Das Ausmaß des Vertrauens bzw. des Zutrauens, dass mir nichts passiert, wenn ich etwas sage, und das Vorhandensein systematischer Vorbereitung und Auswertung bzw. eines kontinuierlichen Lernprozesses gab den Ausschlag, ob die Aneignung neuer Routinen erfolgreich war oder nicht.

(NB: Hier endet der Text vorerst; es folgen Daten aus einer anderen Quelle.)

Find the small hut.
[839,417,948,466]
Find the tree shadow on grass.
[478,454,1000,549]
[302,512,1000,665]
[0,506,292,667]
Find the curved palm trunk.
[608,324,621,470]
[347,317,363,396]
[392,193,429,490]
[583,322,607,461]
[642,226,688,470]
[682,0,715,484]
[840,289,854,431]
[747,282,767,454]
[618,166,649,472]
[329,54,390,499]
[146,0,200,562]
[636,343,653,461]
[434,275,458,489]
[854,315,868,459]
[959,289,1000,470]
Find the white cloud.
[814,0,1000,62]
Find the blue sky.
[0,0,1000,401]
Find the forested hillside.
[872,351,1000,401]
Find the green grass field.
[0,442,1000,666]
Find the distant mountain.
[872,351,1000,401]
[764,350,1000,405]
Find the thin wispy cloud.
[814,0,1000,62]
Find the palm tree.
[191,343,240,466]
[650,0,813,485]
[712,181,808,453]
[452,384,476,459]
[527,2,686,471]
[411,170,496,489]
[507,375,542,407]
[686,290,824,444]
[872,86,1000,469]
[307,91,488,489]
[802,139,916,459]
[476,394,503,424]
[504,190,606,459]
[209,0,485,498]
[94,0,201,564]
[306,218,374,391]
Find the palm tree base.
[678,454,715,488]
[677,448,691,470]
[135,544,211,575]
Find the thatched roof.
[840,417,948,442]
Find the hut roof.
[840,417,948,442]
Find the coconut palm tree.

Ähnlich ist es auch in anderen Organisationen, die grundsätzlich mit einem hohen Risiko für ihre Kunden operieren, zum Beispiel in der Luftfahrt: Wie gelingt es bspw. einer Airline, möglichst keinen Personenschaden zu verursachen — und dabei auch noch effizient zu sein? Man lernt als Organisation immer nur dann etwas, wenn etwas zum ersten Mal gelingt oder etwas nicht funktioniert. Was beim Papierflieger-Falten in einem Hort völlig ok sein mag, ist im Falle einer Airline tödlich, nämlich Lernen durch Versuch und Irrtum. Dennoch sind früher in der Luftfahrt viele Menschen genau durch Trial and Error gestorben. Daraus hat man gelernt und relativ „harte“ Routinen eingeführt. Wir leben heute in einer vergleichsweise etablierten Phase der Luftfahrt und können uns die Frequenz der „tödlichen Lerneffekte“ vielleicht nicht mehr vorstellen. Aber es gibt heute eine ganze Reihe von Mechanismen, die im Sinne kontinuierlich durchzuführender Sicherheits- und Lernroutinen dazu dienen, die Organisation fehlerarm und möglichst unfallfrei zu halten. Diese Routinen sind quasi in der Konsequenz jener teuer erkauften Lerneffekte entstanden. Dazu gehört eine ebenso verpflichtende wie offene Kommunikation zur Vorbereitung und Nachbereitung der Arbeit im Einsatz. Und dabei ist psychologische Sicherheit entscheidend: Die Frage, ob sich jemand traut, auf eine potentielle Gefahrenquelle oder einen potentiellen Fehler hinzuweisen oder nicht, entscheidet im Zweifel über Leben oder Tod — und kann zu einer kontinuierlichen Verbesserung der Praxis in einer betreffenden Organisation beitragen.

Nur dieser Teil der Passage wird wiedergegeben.